The 1999–2001 Liechtenstein financial crisis was instigated by the German Federal Intelligence Service in 1999 by accusing various banks, politicians and judges within Liechtenstein of cooperating with organized crime to promote money laundering. The crisis led to Liechtenstein being blacklisted by the Financial Action Task Force in 2000. Following reforms to Liechtenstein's financial sector, the blacklist was lifted the following year.
The Liechtenstein government commissioned Kurt Spitzer to investigate the allegations. He refuted them by arguing that the level of financial crime within Liechtenstein was on the same median as the rest of Europe, and that most of the money laundered within the country had previously been laundered elsewhere. Despite this, Spitzer's report highlighted organizational deficiencies in the authorities, particularly in the provision of legal assistance.[2]

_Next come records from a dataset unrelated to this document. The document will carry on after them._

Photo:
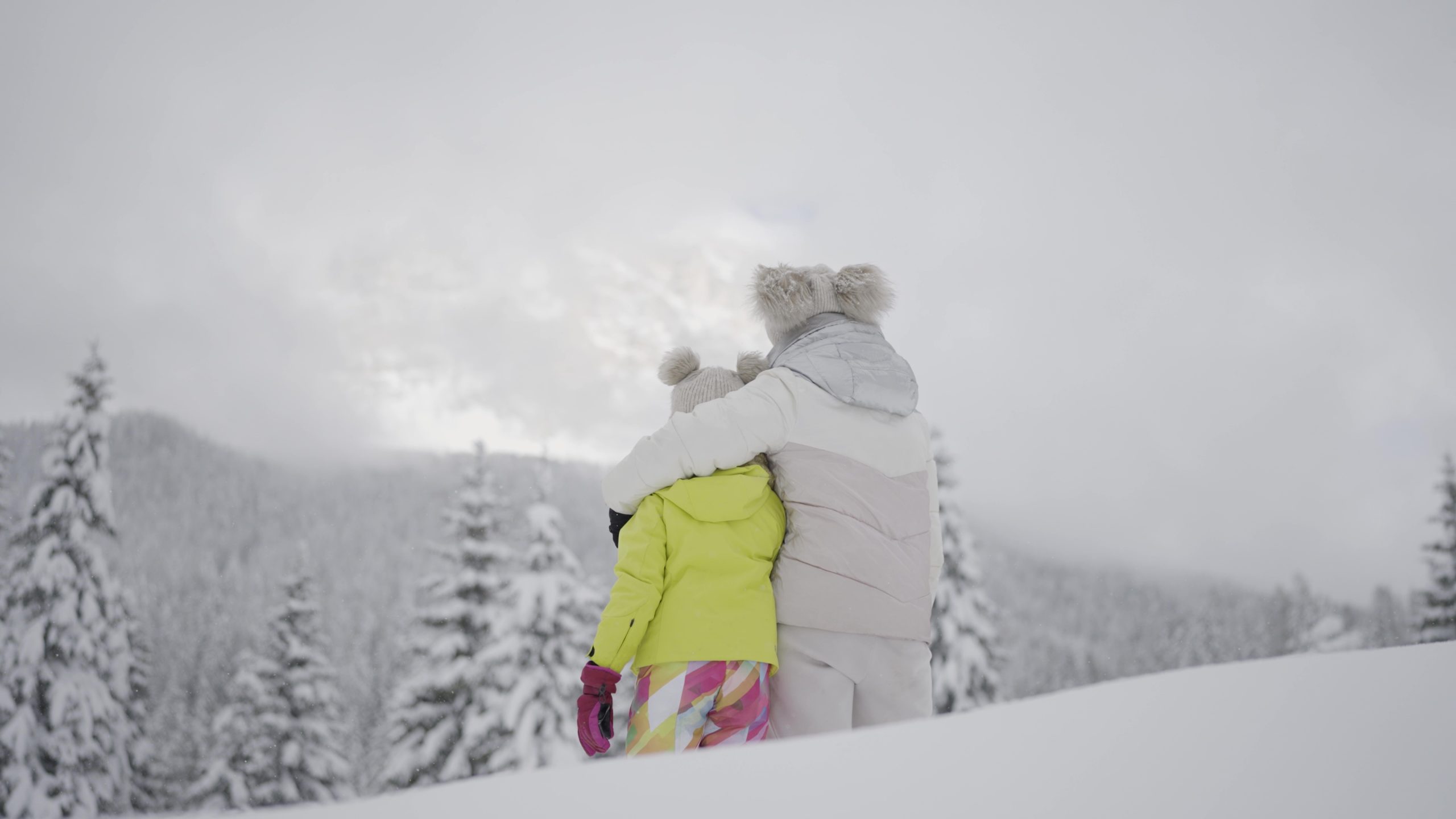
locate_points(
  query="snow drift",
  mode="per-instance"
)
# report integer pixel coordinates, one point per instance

As a result of the crisis, Liechtenstein sought to reform its financial sector. In 2000 a legal assistance law was passed and the criminal law and due diligence laws were revised. Previously, trustees and lawyers could open accounts in Liechtenstein banks with the holder remaining anonymous.[2] In addition, the courts of Liechtenstein, the financial police and financial market supervision were expanded, many of whom specialized in combating organized crime.[2][3] On 23 June 2001, the Financial Action Task Force removed Liechtenstein from the blacklist.[4]
Aftermath
The crisis greatly damaged the Liechtenstein economy, and caused a stock market slump within the country. The number of companies based in Liechtenstein fell from 84,000 in 2000 to 80,000 in 2002, representing a loss of an estimated 16 billion CHF.[2] Liechtenstein adopted the European Union's third iteration of the anti-money laundering directive (AMLD III) in 2005. However, the country again came under pressure in the 2008 Liechtenstein tax affair, which forced further reforms to the financial sector and the expansion of tax treaties with individual countries.[3]